Aquí, en cambio, se ha obligado a la población a comprarse un perro o a multiplicar las visitas a lugares de contagio como el súper y la farmacia, para poder salir a por un poco de aire o estirar las piernas. Hemos visto cuanta invención han despelegado los españoles para burlar a la policía, desde pasear con un periódico antiguo o bajar a pasear seis veces al perro en dos horas, a entrar en la taberna por la puerta de atrás. 

Los listos hacen que el confinamiento sea visto por muchos como cosa de tontos.

Ha dejado de vivirse como una gesta colectiva a medida que veíamos como se libraban los pillos o los influyentes --con notables ejemplos, como el de Mariano Rajoy haciendo footing por la calle, o Artur Mas en su segunda residencia en la costa--. Así ha cundido la sensación de arresto domiciliario.

Casi 6.500 detenciones y cerca de 700.000 denuncias, hacen pensar que el cumplimiento ha sido menos voluntario y responsable que producto de la imposición y el miedo.

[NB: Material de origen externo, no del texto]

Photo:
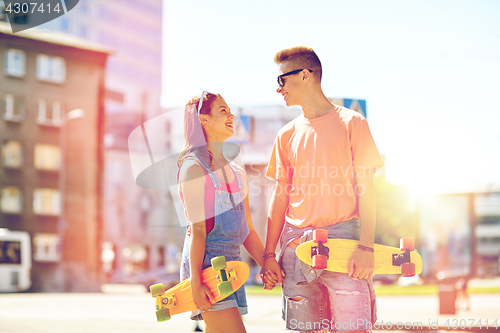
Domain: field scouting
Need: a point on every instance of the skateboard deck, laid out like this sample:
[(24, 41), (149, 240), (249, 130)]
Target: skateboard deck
[(388, 259), (178, 299)]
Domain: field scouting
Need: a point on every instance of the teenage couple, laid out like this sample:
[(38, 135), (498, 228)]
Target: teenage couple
[(308, 195)]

Probablemente nadie, o casi nadie, discute la necesidad y eficacia de un confinamiento que ha sido esencial para bajar el número de contagios y hospitalizaciones. Pero sí hay más que discuten como se ha hecho, como muestran las últimas encuestas. De una aceptación de más del 90 por ciento al principio, no llega hoy al 60 por ciento.

El encierro no ha sido vivido igual por el que lo ha pasado en una villa frente al mar o un chalet que por el que vive hacinado en un piso de La Mina; por el que está en armonía familiar o en una situación de violencia doméstica; el que sigue con su teletrabajo en casa o el que se ha quedado en paro; por el que tiene perro o no; por el bipolar o depresivo que por el optimista por naturaleza, y sobre todo por niños y mayores.

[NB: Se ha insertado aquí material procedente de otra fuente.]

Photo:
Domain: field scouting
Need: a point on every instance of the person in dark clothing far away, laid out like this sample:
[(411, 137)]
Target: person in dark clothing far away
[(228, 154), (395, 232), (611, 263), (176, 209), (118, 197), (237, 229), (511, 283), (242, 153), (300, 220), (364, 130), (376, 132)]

Medir su éxito por una encuesta es ignorar el alto coste que ha supuesto para una parte importante de la población. Los conatos de rebelión empiezan a verse en denuncias propiciadas por Vox, pero también en la impaciencia por salir de los ciudadanos.

¿Qué cabía esperar de niños que llevan seis semanas sin pisar la calle? Cierto, que tuvieran padres más responsables. Pero no solo.